One of the big problems between the "little man" and the "big corporation" is copyright law - only a copyright lawyer can do well with it, and the poor absolutely cannot afford to hire copyright lawyers. Having the court provide both with equal lawyers (for free) would level the playing field considerably. Having the goverment actively hunting down copyright violators and prosecuting them would do the exact opposite of what I want (that is, to encourage Free Culture).
Ah, yes. Now I follow. That makes much more sense. I shall mull it over, for I'm not sure what my opinion is.

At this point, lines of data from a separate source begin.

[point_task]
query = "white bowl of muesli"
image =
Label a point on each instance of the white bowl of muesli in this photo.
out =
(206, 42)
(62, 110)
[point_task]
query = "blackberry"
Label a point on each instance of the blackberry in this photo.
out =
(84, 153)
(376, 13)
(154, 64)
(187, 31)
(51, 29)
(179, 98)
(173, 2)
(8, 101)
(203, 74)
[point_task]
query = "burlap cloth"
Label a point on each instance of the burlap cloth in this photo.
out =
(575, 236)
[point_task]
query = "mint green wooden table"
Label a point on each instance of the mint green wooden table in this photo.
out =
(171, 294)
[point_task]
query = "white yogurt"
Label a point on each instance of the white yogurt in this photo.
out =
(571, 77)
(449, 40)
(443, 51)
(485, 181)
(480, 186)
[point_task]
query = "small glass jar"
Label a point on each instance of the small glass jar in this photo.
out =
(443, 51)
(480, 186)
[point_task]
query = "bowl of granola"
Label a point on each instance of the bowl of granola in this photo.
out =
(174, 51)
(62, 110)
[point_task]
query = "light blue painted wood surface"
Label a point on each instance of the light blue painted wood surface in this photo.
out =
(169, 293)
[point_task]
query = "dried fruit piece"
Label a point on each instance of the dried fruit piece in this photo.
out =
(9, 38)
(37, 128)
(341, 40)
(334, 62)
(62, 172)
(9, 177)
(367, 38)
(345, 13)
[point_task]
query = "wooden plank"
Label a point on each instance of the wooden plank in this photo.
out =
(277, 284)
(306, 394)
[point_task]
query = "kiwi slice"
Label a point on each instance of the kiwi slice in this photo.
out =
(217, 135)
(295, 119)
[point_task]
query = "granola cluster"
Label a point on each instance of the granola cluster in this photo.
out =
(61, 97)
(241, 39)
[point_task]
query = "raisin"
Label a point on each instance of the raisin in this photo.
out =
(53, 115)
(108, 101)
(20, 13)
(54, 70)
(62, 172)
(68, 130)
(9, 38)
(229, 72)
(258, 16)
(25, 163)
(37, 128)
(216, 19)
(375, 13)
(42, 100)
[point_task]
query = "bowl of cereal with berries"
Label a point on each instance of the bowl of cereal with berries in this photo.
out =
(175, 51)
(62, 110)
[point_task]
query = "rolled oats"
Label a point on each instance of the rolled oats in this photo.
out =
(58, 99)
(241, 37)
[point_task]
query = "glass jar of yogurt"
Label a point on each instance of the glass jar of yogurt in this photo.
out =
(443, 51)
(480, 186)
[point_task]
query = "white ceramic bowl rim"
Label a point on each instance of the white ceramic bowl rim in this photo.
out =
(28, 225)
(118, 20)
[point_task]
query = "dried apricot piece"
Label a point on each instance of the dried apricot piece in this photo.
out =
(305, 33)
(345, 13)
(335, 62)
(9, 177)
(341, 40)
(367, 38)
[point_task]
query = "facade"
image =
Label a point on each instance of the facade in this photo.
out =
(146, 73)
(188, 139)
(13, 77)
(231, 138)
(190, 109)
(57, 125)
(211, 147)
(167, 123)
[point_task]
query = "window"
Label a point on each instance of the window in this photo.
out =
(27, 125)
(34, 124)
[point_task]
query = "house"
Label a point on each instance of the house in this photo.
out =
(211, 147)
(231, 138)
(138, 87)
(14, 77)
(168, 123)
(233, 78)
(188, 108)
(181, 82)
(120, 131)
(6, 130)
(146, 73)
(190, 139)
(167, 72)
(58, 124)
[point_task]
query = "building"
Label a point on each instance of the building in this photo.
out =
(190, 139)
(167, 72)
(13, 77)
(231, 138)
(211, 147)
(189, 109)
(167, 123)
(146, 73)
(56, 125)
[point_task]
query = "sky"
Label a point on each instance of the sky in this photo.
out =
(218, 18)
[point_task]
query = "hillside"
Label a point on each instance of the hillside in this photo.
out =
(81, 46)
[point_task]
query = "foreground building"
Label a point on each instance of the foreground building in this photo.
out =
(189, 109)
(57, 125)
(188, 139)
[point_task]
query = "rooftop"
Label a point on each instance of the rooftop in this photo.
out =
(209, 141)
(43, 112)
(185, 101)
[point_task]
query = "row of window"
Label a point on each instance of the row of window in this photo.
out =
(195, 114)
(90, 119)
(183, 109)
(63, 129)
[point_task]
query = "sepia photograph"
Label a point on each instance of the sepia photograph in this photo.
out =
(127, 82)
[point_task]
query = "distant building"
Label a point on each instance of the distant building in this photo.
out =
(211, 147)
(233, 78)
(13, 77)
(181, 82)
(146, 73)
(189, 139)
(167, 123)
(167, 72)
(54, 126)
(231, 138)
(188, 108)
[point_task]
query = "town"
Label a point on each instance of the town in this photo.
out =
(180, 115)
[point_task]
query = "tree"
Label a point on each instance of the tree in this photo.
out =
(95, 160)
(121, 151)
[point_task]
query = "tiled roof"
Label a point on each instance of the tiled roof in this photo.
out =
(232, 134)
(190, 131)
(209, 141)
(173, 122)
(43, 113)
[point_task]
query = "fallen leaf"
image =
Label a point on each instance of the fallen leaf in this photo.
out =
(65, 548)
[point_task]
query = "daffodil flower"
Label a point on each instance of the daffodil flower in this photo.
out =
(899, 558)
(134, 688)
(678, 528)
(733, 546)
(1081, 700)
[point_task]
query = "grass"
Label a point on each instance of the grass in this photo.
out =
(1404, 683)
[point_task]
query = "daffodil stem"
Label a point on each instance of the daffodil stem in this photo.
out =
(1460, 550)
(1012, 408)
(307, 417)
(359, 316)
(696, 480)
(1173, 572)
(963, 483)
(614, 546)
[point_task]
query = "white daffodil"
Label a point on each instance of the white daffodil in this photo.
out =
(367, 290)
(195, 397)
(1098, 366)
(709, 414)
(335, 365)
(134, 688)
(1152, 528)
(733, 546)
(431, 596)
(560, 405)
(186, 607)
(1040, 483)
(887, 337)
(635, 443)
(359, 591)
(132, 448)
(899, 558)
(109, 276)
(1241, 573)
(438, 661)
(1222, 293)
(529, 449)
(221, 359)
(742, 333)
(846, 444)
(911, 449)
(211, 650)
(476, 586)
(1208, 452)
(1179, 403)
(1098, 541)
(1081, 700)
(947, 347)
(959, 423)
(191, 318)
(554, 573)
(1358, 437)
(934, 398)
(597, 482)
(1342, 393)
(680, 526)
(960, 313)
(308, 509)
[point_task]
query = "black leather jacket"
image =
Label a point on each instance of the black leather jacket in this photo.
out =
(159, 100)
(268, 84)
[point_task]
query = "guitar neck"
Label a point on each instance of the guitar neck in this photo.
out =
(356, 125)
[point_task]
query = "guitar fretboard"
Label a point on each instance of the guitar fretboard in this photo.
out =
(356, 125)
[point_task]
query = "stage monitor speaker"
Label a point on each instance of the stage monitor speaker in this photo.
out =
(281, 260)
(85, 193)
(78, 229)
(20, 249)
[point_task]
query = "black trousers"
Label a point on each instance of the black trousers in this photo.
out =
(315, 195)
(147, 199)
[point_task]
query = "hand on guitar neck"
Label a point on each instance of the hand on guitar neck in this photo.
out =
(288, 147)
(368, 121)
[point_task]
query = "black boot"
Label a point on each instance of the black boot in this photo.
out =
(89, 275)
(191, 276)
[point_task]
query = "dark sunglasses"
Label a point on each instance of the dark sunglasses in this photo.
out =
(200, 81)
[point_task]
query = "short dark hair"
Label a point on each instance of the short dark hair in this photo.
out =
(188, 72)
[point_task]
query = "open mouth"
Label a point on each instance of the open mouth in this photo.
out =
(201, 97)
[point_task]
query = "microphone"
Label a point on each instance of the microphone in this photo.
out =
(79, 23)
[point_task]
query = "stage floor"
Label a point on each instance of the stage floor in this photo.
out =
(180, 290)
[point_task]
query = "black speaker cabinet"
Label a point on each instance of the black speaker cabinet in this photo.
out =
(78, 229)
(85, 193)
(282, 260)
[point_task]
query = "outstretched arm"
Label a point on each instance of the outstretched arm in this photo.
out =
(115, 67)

My point about trying to define "more" and "less" control is that it doesn't paint a valid picture. But more control can also be exactly what you said for "less" but with one more stipulation. "less" is not inherantly better than "more," it depends entirely on what the starting point is. It just wasnt' an effective means of showing what you mean, is all.
As for how much was adequate, more controls are necessary now than were before.

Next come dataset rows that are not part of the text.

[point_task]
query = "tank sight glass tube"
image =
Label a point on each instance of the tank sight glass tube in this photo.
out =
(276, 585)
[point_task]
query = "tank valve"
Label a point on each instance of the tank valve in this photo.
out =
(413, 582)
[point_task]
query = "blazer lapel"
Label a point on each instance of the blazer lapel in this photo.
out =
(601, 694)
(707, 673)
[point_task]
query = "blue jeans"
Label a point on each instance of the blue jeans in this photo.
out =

To go back to Jefferson, he envisioned the US as a loose collective of nearly autonomous states, where the primary factor was the gentleman farmer, and where land was THE primary commodity for most businesses of any type.
Little of that is true these days. The states aren't even what you can call "semi-autonomous." They have independent powers, but those are superceded by a central federal government. There are very few privately held farms anymore, and even if you stretch that to "small business owners" you're stretching a description of our modern society. Most people work for someone else and do well that way. The laborer is a more significant voting block when they actively participate. And land isn't nearly as precious. Many, many business don't own ANY land or real estate. They rent their location and do extremely well with it. Their primary commodity is intellectual property -- to wit, in most cases, the data on their hard drives. Thus we need more protection of that property than 200 years ago.
Now, this doesn't do anything to the previous discussion: are we adequate now or too harsh. All it does is give my response on that one question: protections 200 years ago are not sufficient for today's society. I would probably extend the same argument to 100 or even 50 years ago. In my opinion, the demands of IP protection 20 years ago are what they are now. NOt knowing exactly when laws changed though, I'm not ready to defend or decry the differences in protection then and now -- I suspect that some aspects are better and others worse.